Researchers working with PT-141 often investigate it alongside:

• Melanotan II (MT-2) — The non-selective parent compound from which PT-141 is derived; the standard mechanistic contrast for receptor-selectivity studies and one of the most common research pairings in the published melanocortin literature.
• Tesamorelin — GHRH analog acting on hypothalamic-pituitary signaling; provides a complementary mechanism for groups studying peptide-mediated CNS-endocrine pathway activity alongside melanocortin research.
• GHK-Cu — Copper tripeptide investigated for skin and ECM remodeling; pairs with PT-141 in research designs spanning the skin-and-sexual-health endpoints common in melanocortin-system studies.

Why is PT-141 frequently described as a best peptide for male potential increase research?

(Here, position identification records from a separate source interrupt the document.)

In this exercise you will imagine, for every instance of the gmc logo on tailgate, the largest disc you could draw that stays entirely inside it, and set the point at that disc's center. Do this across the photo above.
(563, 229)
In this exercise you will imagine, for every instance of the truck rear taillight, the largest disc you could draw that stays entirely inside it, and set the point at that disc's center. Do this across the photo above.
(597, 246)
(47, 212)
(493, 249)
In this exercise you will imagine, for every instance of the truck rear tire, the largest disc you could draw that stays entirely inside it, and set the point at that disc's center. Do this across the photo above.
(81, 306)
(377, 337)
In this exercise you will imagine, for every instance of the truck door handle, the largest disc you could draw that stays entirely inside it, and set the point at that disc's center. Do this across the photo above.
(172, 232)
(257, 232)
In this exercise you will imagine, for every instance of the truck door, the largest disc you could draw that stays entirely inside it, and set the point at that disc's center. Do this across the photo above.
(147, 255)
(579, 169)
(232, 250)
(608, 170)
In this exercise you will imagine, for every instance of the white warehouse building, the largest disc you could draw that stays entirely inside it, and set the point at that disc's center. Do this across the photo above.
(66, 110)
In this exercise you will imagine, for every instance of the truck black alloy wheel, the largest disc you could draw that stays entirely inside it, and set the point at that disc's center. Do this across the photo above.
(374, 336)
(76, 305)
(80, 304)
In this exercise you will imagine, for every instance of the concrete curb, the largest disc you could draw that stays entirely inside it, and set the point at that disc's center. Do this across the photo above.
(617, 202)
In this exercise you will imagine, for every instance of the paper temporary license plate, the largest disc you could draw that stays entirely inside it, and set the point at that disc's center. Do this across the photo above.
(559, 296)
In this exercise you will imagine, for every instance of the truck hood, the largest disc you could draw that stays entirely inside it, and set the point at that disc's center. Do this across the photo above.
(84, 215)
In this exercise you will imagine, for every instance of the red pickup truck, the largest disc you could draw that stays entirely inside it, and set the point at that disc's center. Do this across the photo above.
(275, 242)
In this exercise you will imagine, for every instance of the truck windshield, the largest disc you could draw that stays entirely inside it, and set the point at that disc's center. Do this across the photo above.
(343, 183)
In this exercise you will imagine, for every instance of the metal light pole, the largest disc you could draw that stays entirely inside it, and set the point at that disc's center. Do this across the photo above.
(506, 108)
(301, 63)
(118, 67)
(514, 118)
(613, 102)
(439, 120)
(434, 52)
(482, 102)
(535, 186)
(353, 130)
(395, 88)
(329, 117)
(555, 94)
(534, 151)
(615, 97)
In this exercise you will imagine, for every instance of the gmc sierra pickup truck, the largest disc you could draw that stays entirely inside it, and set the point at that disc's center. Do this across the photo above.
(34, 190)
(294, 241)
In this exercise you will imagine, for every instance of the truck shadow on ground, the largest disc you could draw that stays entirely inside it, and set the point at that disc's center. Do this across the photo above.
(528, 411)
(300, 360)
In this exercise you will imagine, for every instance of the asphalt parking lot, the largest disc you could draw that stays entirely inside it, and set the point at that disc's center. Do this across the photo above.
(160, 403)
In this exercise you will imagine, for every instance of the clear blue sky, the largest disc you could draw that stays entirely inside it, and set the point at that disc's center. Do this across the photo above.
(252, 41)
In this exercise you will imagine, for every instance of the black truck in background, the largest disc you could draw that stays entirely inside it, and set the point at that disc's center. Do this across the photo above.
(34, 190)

PT-141 is the most clinically validated research peptide acting on CNS-mediated sexual response pathways. It engages MC3R and MC4R in hypothalamic circuits associated with sexual desire and arousal, mechanistically distinct from peripheral vasodilator compounds like PDE5 inhibitors. The compound completed Phase 3 clinical trials under the brand name Vyleesi and received FDA approval in 2019 for hypoactive sexual desire disorder. That published dataset, combined with a defined receptor-selectivity profile, places it among the most studied research peptides in male and female sexual response models.

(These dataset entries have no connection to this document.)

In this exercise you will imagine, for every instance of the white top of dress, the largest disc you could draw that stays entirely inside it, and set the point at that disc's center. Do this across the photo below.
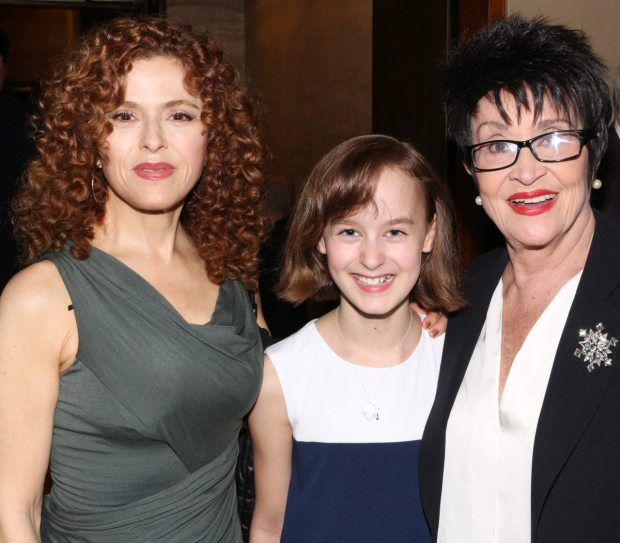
(486, 493)
(324, 397)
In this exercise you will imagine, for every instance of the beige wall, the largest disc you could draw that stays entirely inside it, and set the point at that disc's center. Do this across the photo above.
(222, 18)
(311, 61)
(600, 19)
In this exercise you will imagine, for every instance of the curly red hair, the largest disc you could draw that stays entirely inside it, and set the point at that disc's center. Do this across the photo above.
(222, 213)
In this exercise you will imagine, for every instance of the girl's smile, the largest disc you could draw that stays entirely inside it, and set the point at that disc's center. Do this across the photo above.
(374, 256)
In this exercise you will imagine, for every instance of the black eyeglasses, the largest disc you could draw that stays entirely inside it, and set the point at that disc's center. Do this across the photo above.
(551, 147)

How is PT-141 different from Melanotan 2?

Both are cyclic heptapeptide α-MSH analogs with the same seven-amino-acid sequence. The single structural difference is at the C-terminus: PT-141 ends in a carboxylic acid (-OH), while Melanotan 2 ends in an amide (-NH₂). PT-141 is the active metabolite of Melanotan 2 in vivo. Functionally, the substitution shifts receptor selectivity toward MC3R and MC4R while reducing MC1R engagement, meaning PT-141 retains the CNS-mediated sexual response profile while showing diminished pigmentation activity compared to its parent.

Is PT-141 naturally occurring?

No. PT-141 is fully synthetic, engineered as a stable cyclic analog of α-MSH, the natural 13-amino-acid melanocortin hormone. The structural modifications — D-phenylalanine substitution, norleucine for methionine, and the Asp-Lys lactam bridge — are non-natural and confer the metabolic stability that endogenous α-MSH lacks.

What is the evidence base for PT-141?

PT-141 has one of the most developed evidence bases of any research-relevant melanocortin peptide. Phase 3 clinical trials in premenopausal women with hypoactive sexual desire disorder supported its 2019 FDA approval under the brand name Vyleesi. The preclinical literature spans more than two decades and includes published work in male and female sexual response, melanocortin receptor pharmacology, and pharmacokinetic characterization. Earlier-stage clinical work in male erectile dysfunction was also conducted, providing additional published data points.